This was triggered by a post on security audits at https://mailman.stanford.edu/pipermail/liberationtech/2013-July/009795.html.
While we have reasonably good documentation on our security architecture, we have various security critical classes/functions scattered all over the place with nothing tying them together in a way that an auditor (or interested person) could identify this code and understand/test it.
My suggestion would be to consider adding a @security doxygen tag to all the "critical path" security related classes/functions. By "critical path" I mean code that if an auditor is satisfied is secure, their only other task is to ensure that all other code is using that API/system for that function. So, we don't need to identify every function that calls check_plain - but we should tag check_plain itself. This can include code related to authentication, authorization, https, sessions, random numbers, password hashing, output filtering and so forth.

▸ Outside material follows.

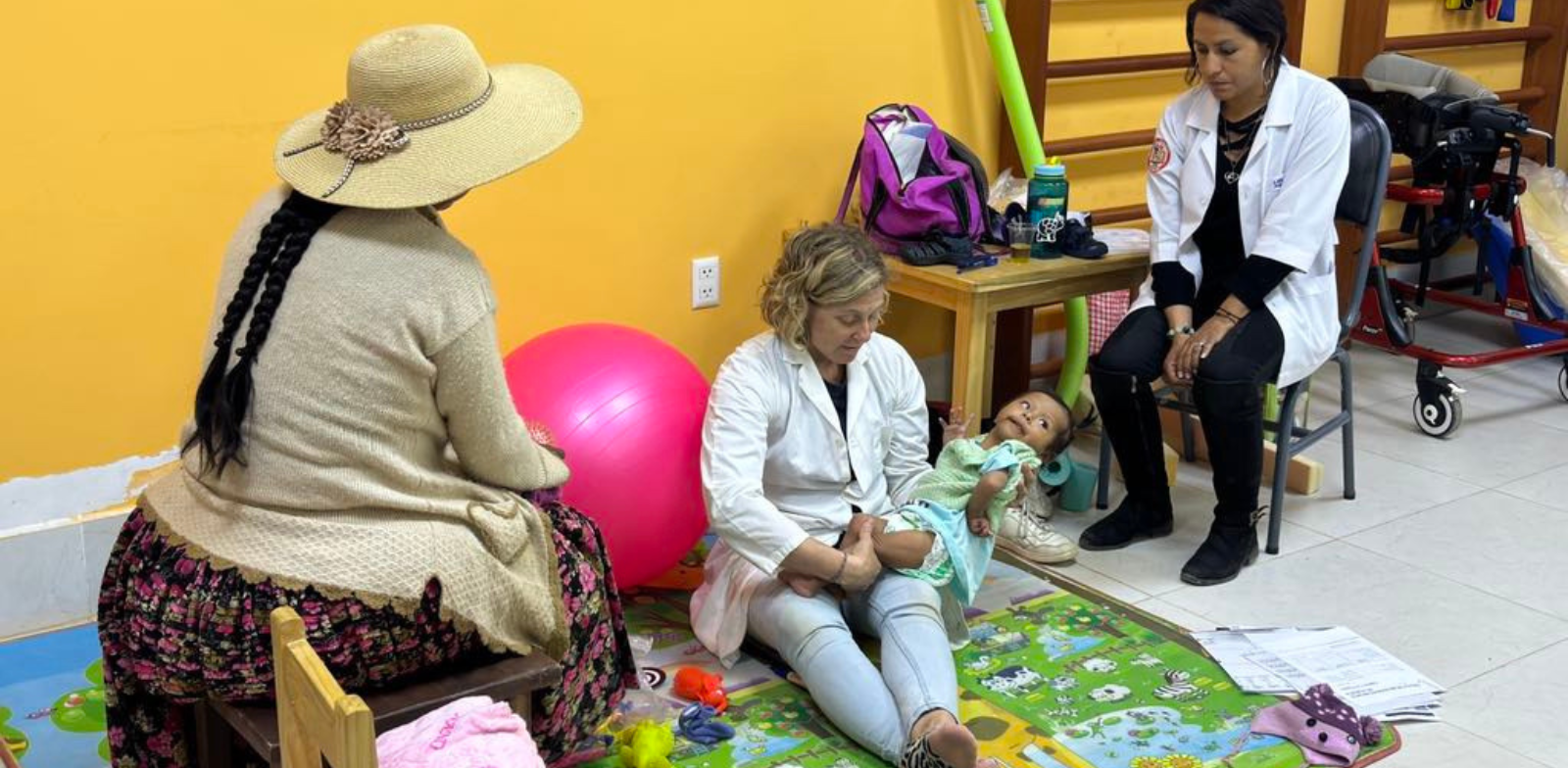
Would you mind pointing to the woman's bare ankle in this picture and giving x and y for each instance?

Once we have this code identified, a good second step would be to ensure the documentation is sufficiently detailed (from a security point of view - see the great checklist at https://github.com/iSECPartners/LibTech-Auditing-Cheatsheet for the kind of questions we might want to pre-empt) and also carefully review the test coverage, and add more if needed. I am not sure if there is a way of tagging tests also (without grouping them together, which might be overkill), but that might also be worth considering.
We might also consider moving any critical functions that are floating around in "miscellaneous" code (common.inc, I am looking at you) to there own include files or classes. I think that is lower priority though, and perhaps a 9.x task.